Dans les semaines suivant ma rencontre avec Antoine Emaz, j’applique les conseils qu’il a été le premier à me filer : je m’abonne à tout ce qui bouge. Je lis les revues qui plus tard me publieront, Ce qui reste, 17 secondes, Microbe… en lis d’autres qui ne me publieront pas, et c’est cool. Je monte à Paris aux différents salons et marchés de poésie pour y acheter des recueils. D’ailleurs, je vous y croise Antoine Emaz mais je n’ose pas vous aborder. Je me ruine aussi. Beaucoup. Oui, la poésie, c’est un investissement. Je découvre des trucs qui me plaisent, d’autres non. Des initiatives soignées, d’autres complètements dégueu. Mais la qualité n’appartient pas exclusivement aux premières.

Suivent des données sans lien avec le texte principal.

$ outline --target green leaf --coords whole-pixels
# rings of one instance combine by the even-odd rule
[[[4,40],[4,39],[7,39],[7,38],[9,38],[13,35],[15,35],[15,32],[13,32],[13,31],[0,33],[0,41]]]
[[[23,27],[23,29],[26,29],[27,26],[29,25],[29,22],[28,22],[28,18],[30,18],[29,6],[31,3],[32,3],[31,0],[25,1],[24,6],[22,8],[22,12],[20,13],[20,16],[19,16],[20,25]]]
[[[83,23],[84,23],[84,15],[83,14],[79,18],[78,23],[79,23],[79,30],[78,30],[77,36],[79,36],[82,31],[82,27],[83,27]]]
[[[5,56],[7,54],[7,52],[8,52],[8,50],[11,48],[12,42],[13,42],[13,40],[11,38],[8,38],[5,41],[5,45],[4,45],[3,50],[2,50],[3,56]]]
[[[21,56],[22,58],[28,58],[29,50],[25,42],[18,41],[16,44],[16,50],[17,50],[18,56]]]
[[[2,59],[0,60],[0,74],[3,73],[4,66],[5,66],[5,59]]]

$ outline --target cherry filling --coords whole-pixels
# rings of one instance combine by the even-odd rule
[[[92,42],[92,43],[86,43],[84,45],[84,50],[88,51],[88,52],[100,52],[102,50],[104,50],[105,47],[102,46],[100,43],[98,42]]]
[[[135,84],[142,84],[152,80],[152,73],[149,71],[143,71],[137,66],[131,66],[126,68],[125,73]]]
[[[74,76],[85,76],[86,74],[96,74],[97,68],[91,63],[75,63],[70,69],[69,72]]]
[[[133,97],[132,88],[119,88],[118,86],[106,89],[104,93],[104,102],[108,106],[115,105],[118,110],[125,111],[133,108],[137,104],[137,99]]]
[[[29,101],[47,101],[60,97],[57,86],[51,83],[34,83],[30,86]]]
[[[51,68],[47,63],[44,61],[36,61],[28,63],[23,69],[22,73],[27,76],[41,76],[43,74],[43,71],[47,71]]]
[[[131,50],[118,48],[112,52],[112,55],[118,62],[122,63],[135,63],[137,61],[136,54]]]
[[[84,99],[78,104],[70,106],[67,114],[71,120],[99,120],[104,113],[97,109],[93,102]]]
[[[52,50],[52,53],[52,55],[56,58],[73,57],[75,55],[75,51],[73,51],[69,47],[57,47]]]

Ma bibliothèque devient plus dense avec les éditions Tarabuste, La Dragonne, Le Pédalo ivre… Je surfe sur Internet et découvre plein de blogs. Je me rends aux événements de poésie de ma ville et rencontre des poètes avec qui je discute. Dingue. Tout ça jusqu’aux rencontres décisives avec les rares personnes qui m’ont amené là où j’en suis aujourd’hui en matière de poésie. Alors, pour ces précieux conseils, qui pour certains sembleront aller de soi, merci Monsieur Emaz.

Antoine Emaz (1955 – 2019)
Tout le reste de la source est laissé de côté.